You were the first US athlete to win a gold medal in this Olympics, but I read that you're the first US athlete to win a gold medal in Russia, period. That's a huge deal.

Yeah, that's the one that hasn't really hit me yet. That's just something for the record books. It's something that I respect so much right now. It's just so crazy to think about. I think, I mean, in 20 years it'll still be the same. No one can really take that away. But it's so crazy to think about it, you know, the first American to win a gold on Russian soil in Winter Olympics history. I can't even fathom that, really. When you put that in the same sentence, it just doesn't seem right.

Do you have an idea of what you're going to do with your gold medal? Like a place you're going to keep it or are you going to wear it to bed for the next year?

(laughs) Definitely not going to wear it to bed. I'm just going to keep it at my mom and dad's house 'cause I have all my other trophies and medals there, and without them I wouldn't even be snowboarding. They gave me so much support, so I think they enjoy looking at the medals more than I do. So I'm just going to give it to them and give them the bib.

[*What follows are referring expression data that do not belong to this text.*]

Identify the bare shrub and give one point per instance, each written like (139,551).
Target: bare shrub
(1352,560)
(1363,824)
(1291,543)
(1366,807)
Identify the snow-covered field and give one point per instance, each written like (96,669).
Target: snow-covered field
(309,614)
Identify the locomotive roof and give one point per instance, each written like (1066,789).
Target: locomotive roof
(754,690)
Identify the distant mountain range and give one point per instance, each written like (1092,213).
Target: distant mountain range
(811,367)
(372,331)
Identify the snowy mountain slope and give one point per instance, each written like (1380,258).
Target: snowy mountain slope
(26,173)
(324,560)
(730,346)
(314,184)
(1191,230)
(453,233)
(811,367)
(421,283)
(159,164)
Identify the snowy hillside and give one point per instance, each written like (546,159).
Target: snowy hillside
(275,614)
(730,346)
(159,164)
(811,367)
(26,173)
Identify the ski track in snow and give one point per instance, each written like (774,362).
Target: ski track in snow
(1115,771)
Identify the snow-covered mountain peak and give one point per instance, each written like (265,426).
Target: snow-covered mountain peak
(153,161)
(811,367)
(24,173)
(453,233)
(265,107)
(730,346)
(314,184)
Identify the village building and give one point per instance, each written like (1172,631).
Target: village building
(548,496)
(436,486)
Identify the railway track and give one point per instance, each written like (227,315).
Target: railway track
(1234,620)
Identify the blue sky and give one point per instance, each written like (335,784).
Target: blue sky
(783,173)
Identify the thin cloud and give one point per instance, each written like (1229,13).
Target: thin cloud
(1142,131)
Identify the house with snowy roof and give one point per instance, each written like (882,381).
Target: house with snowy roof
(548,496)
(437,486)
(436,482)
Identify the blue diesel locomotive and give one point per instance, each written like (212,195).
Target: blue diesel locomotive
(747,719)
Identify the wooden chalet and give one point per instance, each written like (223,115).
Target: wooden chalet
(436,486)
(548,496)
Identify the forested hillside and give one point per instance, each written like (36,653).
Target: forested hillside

I brought a ticket home, too, someone gave me a slopestyle ticket, so I'm just going to let them hang all those up and enjoy it.

Before the Olympics, you were a pretty low-key kind of guy. Now that you've won a gold medal I'm sure that's going to change. But do you think you can go back to a sort of pre-gold medal life once the Olympics are all over? Or are you going to be, like, the new Shaun White?

(laughs) I'd rather not be the new Shaun White, that's for sure. I just want to go back to snowboarding. I love all this crazy media stuff, it's fun, but I belong on a snowboard. That's just where I feel at home. So I can't wait to go home and see all my friends and family and go take laps with them and ride some powder and just get back to Sage, you know?